Ma, da uomo di cultura quale era, capiva che senza un luogo che garantisse la formazione accademica-teologica sarebbe stato come formare preti non adeguati ad essere una presenza di fede e capaci di un giudizio culturale che nascesse dalla fede sulla modernità cui erano destinati. E allora, ma solo in seconda battuta, nacque la Facoltà di Teologia di Lugano. È importante questo passaggio: la sua prima preoccupazione era la formazione personale del prete nella sua specifica identità di pastore, solo come conseguenza quella accademica che doveva completare e arricchire quell’identità e quella di altri cristiani che volevano mettersi al servizio della Chiesa. E proprio per questo volle una Facoltà di Teologia che avesse un’impronta nuova. Dove l’intelligenza della fede e la sapienza del cuore prendessero la loro linfa vitale dentro una comunità di docenti e discenti tutti protesi a sondare e a vivere insieme l’insondabile Mistero di Dio rivelato nella S.Scrittura e nella vita della Chiesa.
6. Mons. Eugenio Corecco iniziò una pagina nuova nella storia della diocesi che tocca a noi comprendere, valutare, portare a compimento. Essere custodi e testimoni della sua memoria non deve impedire di riconoscerne anche le incompletezze e i limiti, le insufficienze e le carenze. Confrontarci con i ricordi dei nostri Vescovi vuol dire acquisire consapevolezza della complessità della storia e capacità di leggerla: “semplici come colombe, ma avveduti come serpenti” come vuole il Vangelo, consapevoli che nel rileggere il passato si è esposti all’inganno, alla manipolazione, all’adulazione, al servilismo.

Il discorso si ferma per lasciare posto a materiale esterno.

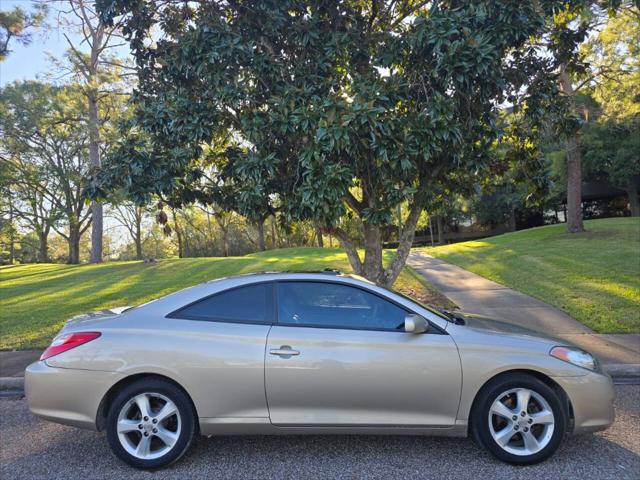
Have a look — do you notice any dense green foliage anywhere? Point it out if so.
[92,0,563,284]
[0,248,450,349]
[427,218,640,333]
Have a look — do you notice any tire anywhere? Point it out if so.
[471,373,567,465]
[106,377,198,469]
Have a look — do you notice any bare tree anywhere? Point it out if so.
[55,0,129,263]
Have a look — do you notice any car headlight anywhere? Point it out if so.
[549,347,597,370]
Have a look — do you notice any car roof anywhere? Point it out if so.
[206,268,374,285]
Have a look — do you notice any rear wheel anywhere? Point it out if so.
[471,374,567,465]
[107,378,197,469]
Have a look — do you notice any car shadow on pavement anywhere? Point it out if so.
[0,386,640,480]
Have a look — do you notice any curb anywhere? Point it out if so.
[0,377,24,392]
[602,363,640,378]
[0,363,640,393]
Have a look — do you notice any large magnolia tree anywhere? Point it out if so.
[90,0,564,286]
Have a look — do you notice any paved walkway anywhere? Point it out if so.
[408,252,640,364]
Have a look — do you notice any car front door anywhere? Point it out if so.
[265,281,461,427]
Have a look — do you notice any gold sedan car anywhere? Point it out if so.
[26,272,613,469]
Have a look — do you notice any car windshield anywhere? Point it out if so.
[392,290,455,323]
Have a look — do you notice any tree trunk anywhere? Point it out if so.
[220,228,229,257]
[382,192,424,288]
[271,215,278,249]
[170,209,184,258]
[362,223,385,285]
[314,222,324,248]
[507,208,516,232]
[67,224,80,265]
[88,93,103,263]
[9,200,16,265]
[38,231,49,263]
[626,179,640,217]
[559,65,584,233]
[336,194,424,288]
[256,219,266,252]
[134,223,142,260]
[428,216,434,247]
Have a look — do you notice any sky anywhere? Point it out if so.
[0,0,131,87]
[0,0,135,253]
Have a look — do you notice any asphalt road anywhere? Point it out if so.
[0,385,640,480]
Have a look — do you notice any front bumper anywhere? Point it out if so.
[24,361,123,430]
[553,372,615,433]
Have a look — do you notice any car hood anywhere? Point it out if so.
[462,312,567,345]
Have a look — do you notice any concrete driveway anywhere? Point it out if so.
[0,385,640,480]
[408,252,640,368]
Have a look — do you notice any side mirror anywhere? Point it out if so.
[404,313,429,333]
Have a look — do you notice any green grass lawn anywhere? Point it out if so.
[424,218,640,333]
[0,248,449,350]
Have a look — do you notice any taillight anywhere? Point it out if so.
[40,332,101,360]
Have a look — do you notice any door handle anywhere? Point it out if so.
[269,345,300,358]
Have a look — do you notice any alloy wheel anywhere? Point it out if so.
[117,392,182,460]
[488,388,555,456]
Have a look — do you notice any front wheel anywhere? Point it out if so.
[471,374,567,465]
[107,378,197,469]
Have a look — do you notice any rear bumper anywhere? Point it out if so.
[24,361,123,430]
[553,372,615,433]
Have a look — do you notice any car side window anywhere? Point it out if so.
[169,283,273,324]
[278,282,408,331]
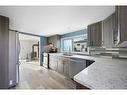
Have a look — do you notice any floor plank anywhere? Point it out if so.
[16,63,76,89]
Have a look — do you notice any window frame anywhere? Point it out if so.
[61,34,87,52]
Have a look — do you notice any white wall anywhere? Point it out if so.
[19,40,38,60]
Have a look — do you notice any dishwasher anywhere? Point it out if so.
[69,58,86,79]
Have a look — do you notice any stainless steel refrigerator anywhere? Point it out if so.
[0,16,19,89]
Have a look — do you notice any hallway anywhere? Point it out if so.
[16,63,75,89]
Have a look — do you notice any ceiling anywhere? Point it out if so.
[0,6,115,36]
[19,34,40,41]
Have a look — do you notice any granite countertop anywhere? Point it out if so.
[48,53,127,89]
[74,56,127,89]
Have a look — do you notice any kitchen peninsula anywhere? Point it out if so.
[49,53,127,89]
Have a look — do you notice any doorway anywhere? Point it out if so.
[19,33,40,65]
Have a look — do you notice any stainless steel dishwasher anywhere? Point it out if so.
[69,58,86,79]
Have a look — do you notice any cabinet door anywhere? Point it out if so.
[118,6,127,43]
[103,14,114,48]
[49,55,58,70]
[63,58,69,76]
[57,57,64,74]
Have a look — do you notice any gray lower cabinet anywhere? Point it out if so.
[57,56,65,74]
[49,55,58,70]
[49,55,88,79]
[69,58,86,79]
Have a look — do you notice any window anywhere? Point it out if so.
[63,39,72,52]
[61,34,87,52]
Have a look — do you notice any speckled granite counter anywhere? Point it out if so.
[48,53,127,89]
[74,55,127,89]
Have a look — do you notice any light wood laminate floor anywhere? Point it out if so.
[15,63,75,89]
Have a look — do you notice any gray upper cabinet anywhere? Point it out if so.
[49,55,58,70]
[102,13,116,48]
[48,35,60,49]
[116,6,127,43]
[87,22,102,46]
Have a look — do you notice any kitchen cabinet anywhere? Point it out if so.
[87,22,102,46]
[102,13,117,48]
[49,54,88,79]
[69,58,86,79]
[63,58,70,77]
[57,56,65,74]
[48,35,60,49]
[49,55,58,70]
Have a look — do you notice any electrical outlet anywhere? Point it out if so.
[10,80,13,85]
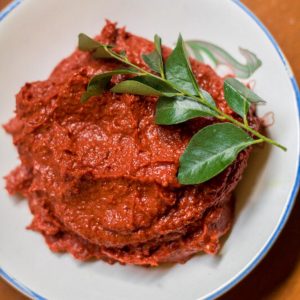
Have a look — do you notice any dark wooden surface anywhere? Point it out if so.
[0,0,300,300]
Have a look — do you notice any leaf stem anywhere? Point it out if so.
[105,47,287,151]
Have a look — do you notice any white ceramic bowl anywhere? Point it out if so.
[0,0,300,300]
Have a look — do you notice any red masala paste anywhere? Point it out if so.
[5,22,258,266]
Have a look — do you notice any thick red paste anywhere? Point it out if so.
[5,22,257,266]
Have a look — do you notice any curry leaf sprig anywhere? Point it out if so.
[79,33,286,184]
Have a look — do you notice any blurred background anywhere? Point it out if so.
[0,0,300,300]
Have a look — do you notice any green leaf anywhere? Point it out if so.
[185,40,262,78]
[80,69,136,103]
[165,35,199,95]
[142,50,160,74]
[78,33,112,58]
[155,96,216,125]
[224,78,265,118]
[199,88,217,107]
[111,75,178,97]
[178,123,256,184]
[142,34,165,78]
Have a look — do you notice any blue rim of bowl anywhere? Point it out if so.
[0,0,300,300]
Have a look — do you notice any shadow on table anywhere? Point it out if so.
[219,194,300,300]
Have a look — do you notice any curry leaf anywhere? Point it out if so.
[178,123,256,184]
[165,35,199,95]
[199,88,217,107]
[155,96,217,125]
[80,69,136,103]
[224,78,265,117]
[111,75,178,97]
[78,33,112,58]
[142,34,165,78]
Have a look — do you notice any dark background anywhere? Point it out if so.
[0,0,300,300]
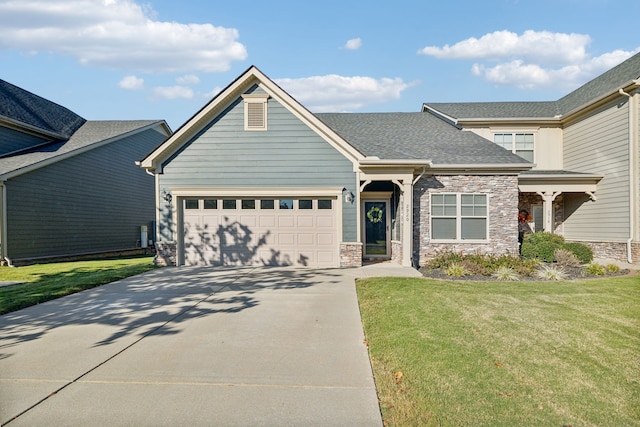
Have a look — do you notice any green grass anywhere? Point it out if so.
[0,257,155,314]
[357,275,640,426]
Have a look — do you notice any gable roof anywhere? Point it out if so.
[138,65,363,171]
[316,113,531,166]
[0,79,86,139]
[0,120,171,180]
[422,52,640,122]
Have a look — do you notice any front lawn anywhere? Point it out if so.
[0,257,155,314]
[357,275,640,426]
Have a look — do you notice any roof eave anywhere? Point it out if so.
[0,120,170,181]
[0,116,67,140]
[430,163,535,175]
[561,79,640,122]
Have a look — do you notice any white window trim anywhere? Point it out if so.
[491,129,538,163]
[429,192,491,243]
[242,93,269,131]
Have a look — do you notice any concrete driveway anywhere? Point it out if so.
[0,266,417,426]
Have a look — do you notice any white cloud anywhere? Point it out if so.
[118,76,144,90]
[153,86,194,99]
[176,74,200,86]
[344,38,362,50]
[418,30,640,91]
[472,49,640,91]
[0,0,247,73]
[418,30,591,64]
[275,74,416,113]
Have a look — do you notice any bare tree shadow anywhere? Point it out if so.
[0,267,336,356]
[184,216,310,267]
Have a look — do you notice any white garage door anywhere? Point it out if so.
[182,198,338,267]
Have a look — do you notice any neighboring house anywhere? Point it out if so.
[0,80,171,263]
[423,50,640,263]
[140,67,534,267]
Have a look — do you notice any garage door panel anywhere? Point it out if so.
[239,215,258,228]
[183,200,339,267]
[298,219,314,228]
[258,215,276,228]
[278,215,296,228]
[277,233,296,248]
[316,215,336,228]
[298,233,315,246]
[316,233,335,246]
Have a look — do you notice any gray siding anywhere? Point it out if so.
[0,126,47,156]
[159,88,357,241]
[564,99,630,241]
[7,130,166,259]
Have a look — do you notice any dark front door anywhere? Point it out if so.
[364,200,389,258]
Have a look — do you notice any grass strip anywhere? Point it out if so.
[0,257,155,314]
[357,275,640,426]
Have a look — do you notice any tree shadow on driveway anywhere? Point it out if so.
[0,267,339,361]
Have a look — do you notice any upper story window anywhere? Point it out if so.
[493,133,533,163]
[242,93,269,130]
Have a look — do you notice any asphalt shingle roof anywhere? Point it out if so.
[0,120,158,175]
[425,53,640,119]
[316,113,528,165]
[0,79,86,138]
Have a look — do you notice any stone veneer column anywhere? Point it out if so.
[153,242,178,267]
[340,242,362,267]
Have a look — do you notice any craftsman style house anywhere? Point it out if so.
[0,80,170,264]
[423,50,640,263]
[140,51,640,267]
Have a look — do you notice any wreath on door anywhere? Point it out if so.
[367,206,383,224]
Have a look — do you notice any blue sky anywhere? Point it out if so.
[0,0,640,130]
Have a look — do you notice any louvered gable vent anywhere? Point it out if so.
[242,94,269,130]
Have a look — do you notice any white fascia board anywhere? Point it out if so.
[422,104,458,126]
[359,157,432,168]
[518,182,598,193]
[0,120,171,181]
[429,163,535,175]
[140,74,253,172]
[167,187,343,198]
[256,73,364,164]
[140,66,364,172]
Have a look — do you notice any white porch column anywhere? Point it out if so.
[537,191,562,233]
[401,179,413,267]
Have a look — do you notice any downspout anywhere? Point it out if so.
[618,89,640,264]
[0,180,14,267]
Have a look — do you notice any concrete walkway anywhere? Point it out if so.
[0,264,419,426]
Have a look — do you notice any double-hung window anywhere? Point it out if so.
[431,193,489,241]
[493,133,534,163]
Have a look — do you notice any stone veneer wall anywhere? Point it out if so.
[153,242,178,267]
[340,242,362,267]
[567,240,640,264]
[413,175,518,265]
[391,240,402,264]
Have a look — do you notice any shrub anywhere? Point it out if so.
[584,262,607,276]
[536,265,569,280]
[445,263,469,277]
[522,233,565,262]
[553,248,581,267]
[562,242,593,264]
[492,267,520,282]
[607,264,620,273]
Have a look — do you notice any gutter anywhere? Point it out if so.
[0,179,14,267]
[618,86,640,264]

Vera memoria è quella che accresce la nostra libertà di giudizio, di iniziativa, di autentica identità individuale e collettiva. Coltiviamo una memoria che produca libertà, che ci liberi dai pregiudizi quanto dalle adulazioni, dal nulla come dall’oblio o peggio dalla manipolazione.
Una memoria che, mentre è forgiatrice di libertà, edifichi comunione.
“Da questo riconosceranno che siete miei discepoli, se vi amate gli uni gli altri, come io ho amato voi”. Dobbiamo imparare ad accettarci diversi, a rispettarci complementari, a dialogare sereni, a praticare la indispensabile mediazione per tradurre la fede in opere, che si incarnano in un tempo e in uno spazio ben precisi.
Della prova della malattia, dell’esemplare e coraggiosa testimonianza nella sofferenza ho già detto, e chiedono a noi di ringraziare il Signore per il dono di questo Vescovo, nonostante la sua prematura scomparsa.
Don Volonté ci ricorda che in una delle telefonate che Papa Giovanni Paolo II gli faceva personalmente, interessandosi della sua malattia, sentì il Vescovo Eugenio dire al Santo Padre: “offro tutto per lei e per la Chiesa”. Il Papa si fidava di lui e lo apprezzava. Lo stesso cardinale Dziwisz lo testimonia in una lettera in cui attesta a proposito di Eugenio Corecco: “Il Vescovo che il Servo di Dio Giovanni Paolo II tanto stimava”.
Nessuno è perfetto, ciascuno ha le sue peculiarità, tutti siamo tessere di un mosaico il cui disegno ci anticipa e ci precede. Il nostro impegno è capire dove e come possiamo collocare le nostre tessere oggi e domani, come dobbiamo rispondere ai bisogni ed alle necessità della Chiesa oggi e domani, restando fedeli al mandato del vangelo e rispondendo alla vocazione, che ci è stata data. E’ quanto chiediamo ai nostri Vescovi defunti, perché lo intercedano per noi al Signore di ogni grazia.